= Flute Concerto (Rouse) =

Concerto for flute and orchestra by Christopher Rouse

The Flute Concerto is a concerto for flute and orchestra by American composer Christopher Rouse. The work was jointly commissioned by Richard and Jody Nordlof for flautist Carol Wincenc and by Borders for the Detroit Symphony Orchestra. It was completed August 15, 1993 and premiered on October 27, 1994 at Orchestra Hall in Detroit, with conductor Hans Vonk leading Carol Wincenc and the Detroit Symphony Orchestra. The piece's third movement is dedicated to the memory of James Bulger, an English toddler who was murdered in 1993 by two ten-year-old boys.

==Composition==

===Structure===
A performance of the Flute Concerto lasts approximately 23 minutes. The work is composed in five movements:

===Style and influences===
The work contains a number of Celtic music influences. In the program notes to the score, Rouse commented on the particularly Irish influences, saying:
The first and last movements bear the title 'Amhrán' (Gaelic for 'song') and are simple melodic elaborations for the solo flute over the accompaniment of orchestral strings. They were intended in a general way to evoke the traditions of Celtic, especially Irish, folk music but to couch the musical utterance in what I hoped would seem a more spiritual, even metaphysical, manner through the use of extremely slow tempi, perhaps not unlike some of the recordings of the Irish singer Enya.
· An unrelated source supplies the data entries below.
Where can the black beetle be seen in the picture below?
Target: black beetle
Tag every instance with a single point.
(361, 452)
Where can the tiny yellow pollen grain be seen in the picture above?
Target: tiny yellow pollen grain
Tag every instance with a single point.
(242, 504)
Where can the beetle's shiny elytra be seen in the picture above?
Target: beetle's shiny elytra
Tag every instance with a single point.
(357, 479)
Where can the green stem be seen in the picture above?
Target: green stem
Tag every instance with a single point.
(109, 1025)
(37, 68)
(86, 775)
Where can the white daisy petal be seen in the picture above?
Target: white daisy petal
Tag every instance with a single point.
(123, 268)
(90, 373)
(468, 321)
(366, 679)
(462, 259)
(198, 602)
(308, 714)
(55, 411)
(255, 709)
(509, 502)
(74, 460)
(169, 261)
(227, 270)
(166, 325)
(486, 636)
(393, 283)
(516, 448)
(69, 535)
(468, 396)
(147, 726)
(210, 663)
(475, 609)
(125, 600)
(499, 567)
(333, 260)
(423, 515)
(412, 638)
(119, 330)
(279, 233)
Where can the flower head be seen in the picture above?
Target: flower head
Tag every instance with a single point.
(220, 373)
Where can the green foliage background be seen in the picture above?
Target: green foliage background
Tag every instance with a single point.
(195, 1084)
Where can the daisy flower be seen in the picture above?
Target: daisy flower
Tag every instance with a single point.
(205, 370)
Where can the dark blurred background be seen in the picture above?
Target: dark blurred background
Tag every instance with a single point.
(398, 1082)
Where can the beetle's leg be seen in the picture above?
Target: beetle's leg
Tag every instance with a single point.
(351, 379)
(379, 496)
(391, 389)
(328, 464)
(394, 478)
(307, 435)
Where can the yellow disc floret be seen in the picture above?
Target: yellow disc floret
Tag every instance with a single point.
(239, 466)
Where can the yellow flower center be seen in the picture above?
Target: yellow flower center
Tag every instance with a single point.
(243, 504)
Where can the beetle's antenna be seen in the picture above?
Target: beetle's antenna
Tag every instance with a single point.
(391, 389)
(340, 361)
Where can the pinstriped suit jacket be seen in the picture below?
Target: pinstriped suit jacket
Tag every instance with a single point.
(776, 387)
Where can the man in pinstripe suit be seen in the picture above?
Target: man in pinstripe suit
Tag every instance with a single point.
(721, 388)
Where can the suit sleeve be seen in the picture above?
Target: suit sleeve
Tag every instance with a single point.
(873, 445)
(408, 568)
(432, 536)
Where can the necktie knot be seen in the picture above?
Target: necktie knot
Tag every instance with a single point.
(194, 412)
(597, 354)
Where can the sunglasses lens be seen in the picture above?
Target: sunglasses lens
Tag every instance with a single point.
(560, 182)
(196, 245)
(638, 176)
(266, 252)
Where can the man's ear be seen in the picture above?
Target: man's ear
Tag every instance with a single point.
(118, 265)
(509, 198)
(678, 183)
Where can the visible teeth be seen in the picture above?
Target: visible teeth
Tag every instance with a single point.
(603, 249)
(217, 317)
The second and fourth movements are both fast in tempo. The second is a rather sprightly march which shares some of its material with the fourth, a scherzo which refers more and more as it progresses to that most Irish of dances, the jig. However, by the time the jig is stated in its most obvious form, the tempo has increased to the point that the music seems almost frantic and breathless in nature

===Instrumentation===
The concerto is scored for a solo flute and orchestra comprising three flutes, two oboes, two clarinets, two bassoons (2nd doubling on contrabassoon), four French horns, two trumpets, three trombones, tuba, harp, timpani, percussion (three players), strings (violins I & II, violas, violoncellos, and double basses).

==Dedication==
Regarding the dedication of the piece to James Bulger, Rouse wrote:
In a world of daily horrors too numerous and enormous to comprehend en masse, it seems that only isolated, individual tragedies serve to sensitize us to the potential harm man can do to his fellow. For me, one such instance was the abduction and brutal murder of the two-year old English lad James Bulger at the hands of a pair of ten-year old boys. I followed this case closely during the time I was composing my concerto and was unable to shake the horror of these events from my mind. The central movement of this work is an elegy dedicated to James Bulger's memory, a small token of remembrance for a life senselessly and cruelly snuffed out.

==Reception==
Geoffrey Norris of Gramophone praised the piece, saying, "It expresses the shock and incomprehension that we all experienced at that appalling, senseless crime, but at the same time it enshrines the beauty and innocence of an infant life so cruelly snuffed out." Michael Tumelty of The Herald lavished the work with praise, saying "...not only is it a brilliant concert piece [...], but it is actually a masterpiece." Tumelty specifically praised the third movement, adding, "In the achingly poignant music of that Elegy, there are two purely orchestral moments, where first the music subsides then, gathering its passion and strength, resumes its statement in a huge crescendo with the entire orchestra piling in at what amounts to an anguished, collective protest at the horror. It is a shattering moment." James R. Oestreich of The New York Times also noted the third movement, calling it "the big, pulsating heart of the piece" and writing, "This is a deeply stirring monument, carried for long moments by the strings and, eventually, the whole orchestra, as the flute basically steps aside." BBC Music Magazines Stephen Maddock praised the influence of Celtic music, commenting, "The outer movements – both entitled ‘Ànhran’, Gaelic for song, in recognition of the composer’s Celtic roots – are especially likeable, while the central Adagio confronts the terrible Bulger case more in sorrow than in anger."

Michael Dervan of The Irish Times was somewhat more critical of the concerto and called it "all a bit self-consciously accessible." Steve Metcalf of the Hartford Courant called the piece "a slighter work" in regards to Rouse's repertoire, but nevertheless described it as "nicely put together." In 2006, David Patrick Stearns of The Philadelphia Inquirer lauded the relevance of the concerto in a post-9/11 world, despite describing Rouse's use of Celtic influences as "without irony" and noting similarities to Henryk Górecki's Symphony No. 3. Stearns ultimately called the concerto "an island of truth" and complimented the flute writing, saying, "The five-movement piece positions the soloist more as a protagonist than a competitor with a series of dialogues and soliloquies."